Trem was as demanding a coach as they come, but I knew every action had a reason behind it and that he was going to get everything I had out of me. As only the Hockey Gods could have written it, Trem’s assistant, Coach Bob Corkum, left prior to the season to run the D at the University of Maine. I was really fortunate to get to know Corks a bit that summer and to build a reputation and trust with him before he left. That fall, I had a bounce back season and found my game again. As fate would have it, Corks went to bat for me that spring, and six months later, I was arriving in Orono, Maine. It was the break I’d been waiting for and I truly couldn’t have been prouder to become a Maine Black Bear.

Nothing was guaranteed and I had to earn every minute of ice-time I was given from Day 1. I had to keep my job every single day.

As the story always goes, the work just began all over again. I will always be thankful for the opportunity the staff gave me, but I always believed in myself and, most importantly, I wanted to prove them right for taking a chance on a kid like me. Nothing was guaranteed and I had to earn every minute of ice-time I was given from Day 1. I had to keep my job every single day, and that rink is where I learned to become a pro.

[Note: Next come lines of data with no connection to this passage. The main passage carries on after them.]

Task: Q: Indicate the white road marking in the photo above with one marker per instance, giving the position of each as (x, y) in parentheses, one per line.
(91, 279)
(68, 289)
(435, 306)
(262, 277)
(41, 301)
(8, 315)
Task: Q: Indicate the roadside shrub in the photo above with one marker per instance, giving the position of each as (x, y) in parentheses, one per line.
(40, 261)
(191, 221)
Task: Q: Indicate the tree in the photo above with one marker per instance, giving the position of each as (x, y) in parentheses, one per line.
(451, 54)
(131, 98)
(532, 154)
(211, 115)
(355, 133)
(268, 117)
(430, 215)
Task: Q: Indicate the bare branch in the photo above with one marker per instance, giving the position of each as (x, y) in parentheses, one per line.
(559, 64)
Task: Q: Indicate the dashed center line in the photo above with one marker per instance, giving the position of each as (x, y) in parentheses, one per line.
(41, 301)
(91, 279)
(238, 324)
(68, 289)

I will never forget my first time on the ice in the Alfond; it’s a special building with a special history. After playing 128 NCAA games and becoming a two-time captain, Maine was where I was meant to be. It didn’t matter how long it took me to get there or how many “No’s” I took along the way, it was where I belonged. We made some unbelievable memories on the ice, from the NCAA tournament to the Hockey East finals, to the friendships that will last me a lifetime and a degree that will serve me well.

Maybe my path to Division I hockey wasn’t as smooth as what you see on Twitter today or hear from your buddies, but it was all part of my journey and I would do it all over again if given the chance. The lessons I learned throughout my recruiting process and four years at Maine continue to help me today. Now in my fifth pro season and approaching 300 pro games, I’m still an underdog chasing a dream til the end. I continue to work everyday to keep my job, knowing how quickly it can all be taken from me. I’ve played in the American Hockey League and the ECHL, and recently spent a season playing in Europe in the DEL. I’ve taken slapshots in the face, fought guys that I’m friends with toe-to-toe, and have been sent down and called up more times than you can imagine.

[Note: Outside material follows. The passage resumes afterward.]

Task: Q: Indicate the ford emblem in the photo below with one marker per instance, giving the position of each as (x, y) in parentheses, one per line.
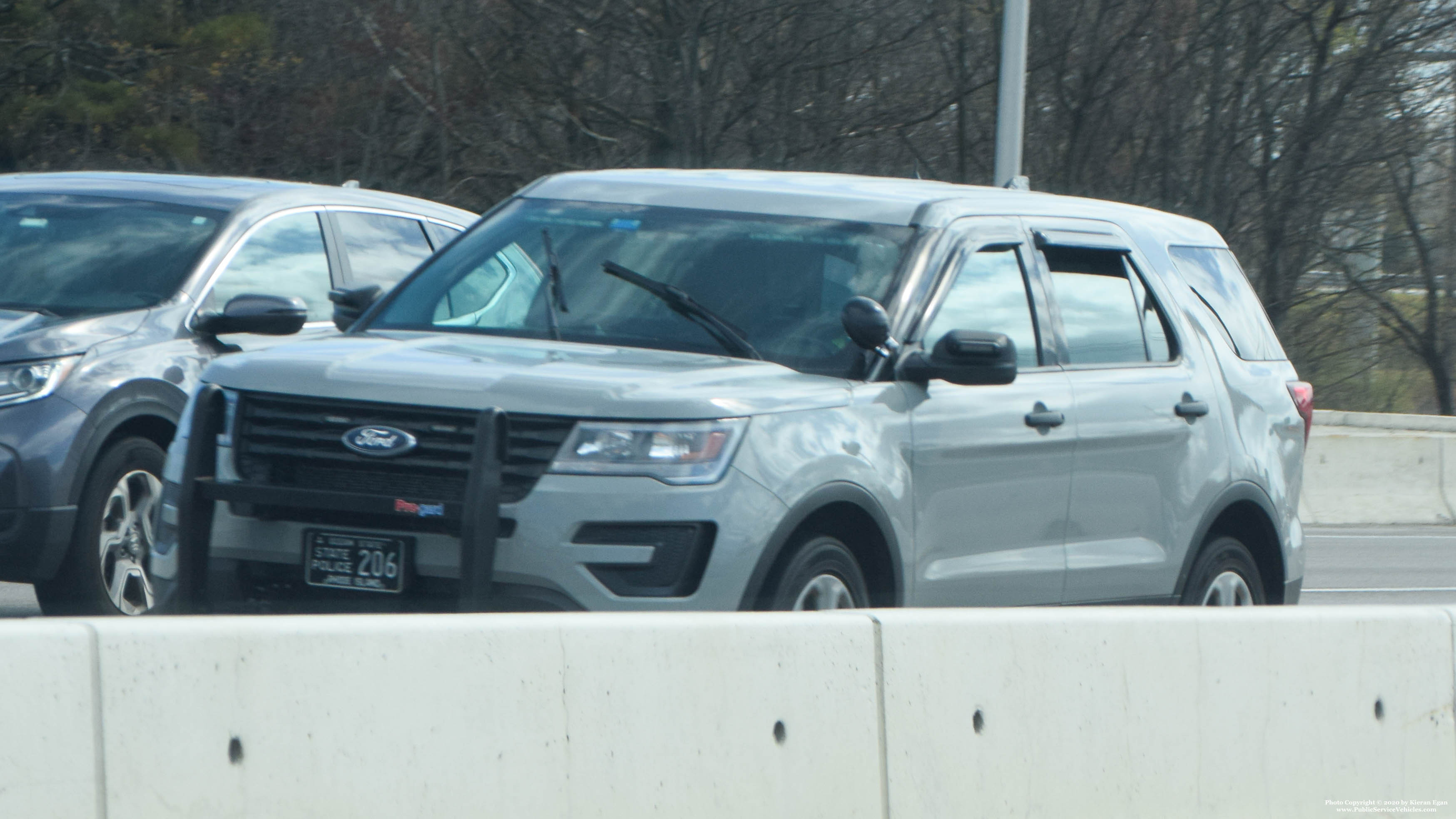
(382, 442)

This wild journey we all take part in is what it’s all about it. The game has given me so much more than I could ever give back to it, and every day I wake up to go to the rink I’m reminded of how lucky I am. Love the game. Believe in yourself. Work hard. Have fun and be a great teammate. Remember it’s not a sprint, it’s a marathon – success is a journey, not a destination. Maybe the game doesn’t always love you back the same way, but man, it’s a beautiful ride.